As an analogy, suppose you want to write a long text onto multiple pages, and you need to know exactly when the text ends. Then you would probably reserve a small part of the lower right corner for a note that says either “the text continues on the next page” or “the text ends here”. Example:
page 1: This is a very [the text continues on the next page]
page 2: long text that [the text continues on the next page]
page 3: does not fit [the text continues on the next page]
page 4: on one page. [the text ends here]
It should be obvious that the lower right corner of the page cannot be used for the normal text, since it is already used by the continuation marker.
A very similar technique is used by UTF-8 when converting a sequence of bytes into a sequence of code points. The rules are:
- If the first byte of the sequence is between 0 and 127, its value is the code point.
- If the first byte of the sequence is between 128 and 191, it is an error.
- If the first byte of the sequence is between 192 and 255, it belongs to a sequence of several bytes, and some bits of these bytes are used to calculate the code point. The following bytes must be between 128 and 191.
This means that the highest bit of each byte works as the marker that says “this byte is part of a multi-byte code point sequence”. Because this bit has this meaning and cannot have any other meaning, only the code points from 0 to 127 can be represented using one byte. All other code points need more than one byte.

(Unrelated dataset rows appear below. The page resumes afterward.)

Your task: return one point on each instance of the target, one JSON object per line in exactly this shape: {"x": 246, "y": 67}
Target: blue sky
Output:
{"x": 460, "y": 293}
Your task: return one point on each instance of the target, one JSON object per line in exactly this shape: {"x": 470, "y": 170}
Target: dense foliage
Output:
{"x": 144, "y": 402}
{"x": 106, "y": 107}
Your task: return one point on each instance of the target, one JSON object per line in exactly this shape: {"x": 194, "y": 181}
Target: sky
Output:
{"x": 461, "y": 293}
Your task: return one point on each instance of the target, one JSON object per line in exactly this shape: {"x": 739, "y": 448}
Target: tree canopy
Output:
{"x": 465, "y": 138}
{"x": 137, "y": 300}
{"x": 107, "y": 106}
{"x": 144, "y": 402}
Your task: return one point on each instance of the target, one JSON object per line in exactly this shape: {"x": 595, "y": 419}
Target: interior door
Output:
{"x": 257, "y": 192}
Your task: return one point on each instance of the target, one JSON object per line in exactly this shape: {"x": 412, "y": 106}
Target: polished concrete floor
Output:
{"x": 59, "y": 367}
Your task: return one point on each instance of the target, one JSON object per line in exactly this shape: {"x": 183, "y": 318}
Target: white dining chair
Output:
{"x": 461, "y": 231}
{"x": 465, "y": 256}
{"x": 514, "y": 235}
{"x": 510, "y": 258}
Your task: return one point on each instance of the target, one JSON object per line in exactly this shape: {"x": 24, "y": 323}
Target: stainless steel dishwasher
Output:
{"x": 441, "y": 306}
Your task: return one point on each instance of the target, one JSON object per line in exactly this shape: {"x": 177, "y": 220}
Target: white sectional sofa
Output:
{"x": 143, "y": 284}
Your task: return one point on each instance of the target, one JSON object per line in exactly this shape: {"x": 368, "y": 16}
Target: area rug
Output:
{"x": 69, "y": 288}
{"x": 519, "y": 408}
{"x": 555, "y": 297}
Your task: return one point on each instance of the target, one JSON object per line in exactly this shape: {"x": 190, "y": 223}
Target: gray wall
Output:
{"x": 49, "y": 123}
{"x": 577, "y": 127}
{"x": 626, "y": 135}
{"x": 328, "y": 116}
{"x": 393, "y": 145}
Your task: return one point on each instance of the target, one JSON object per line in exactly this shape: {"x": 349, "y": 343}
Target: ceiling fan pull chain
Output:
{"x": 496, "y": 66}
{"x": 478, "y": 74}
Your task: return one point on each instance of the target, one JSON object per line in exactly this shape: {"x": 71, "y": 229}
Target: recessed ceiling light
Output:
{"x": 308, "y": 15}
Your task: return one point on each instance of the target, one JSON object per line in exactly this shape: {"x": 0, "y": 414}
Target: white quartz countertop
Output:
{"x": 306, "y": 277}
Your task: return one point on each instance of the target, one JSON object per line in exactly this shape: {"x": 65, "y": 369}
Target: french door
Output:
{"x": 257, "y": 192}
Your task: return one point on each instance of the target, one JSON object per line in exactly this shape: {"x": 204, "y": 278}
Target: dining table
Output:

UTF-8 is not the only possibility for storing Unicode code points in a sequence of bytes. You could also define an encoding with these rules:
- If the first byte is between 0 and 253, it represents its code point.
- If the first byte is 254, the two following bytes are used for code points in the range 254 to 65535.
- If the first byte is 255, the three following bytes are used for code points in the range U+010000 to U+10FFFF.
Now you would only need one byte for the code points from 0 to 253, but at least three bytes for all other code points, which is wasteful for Greek, Cyrillic, East Asian and many other languages.
UTF-8 was carefully designed and is really great. Try to find some background information about it to understand all its beauty.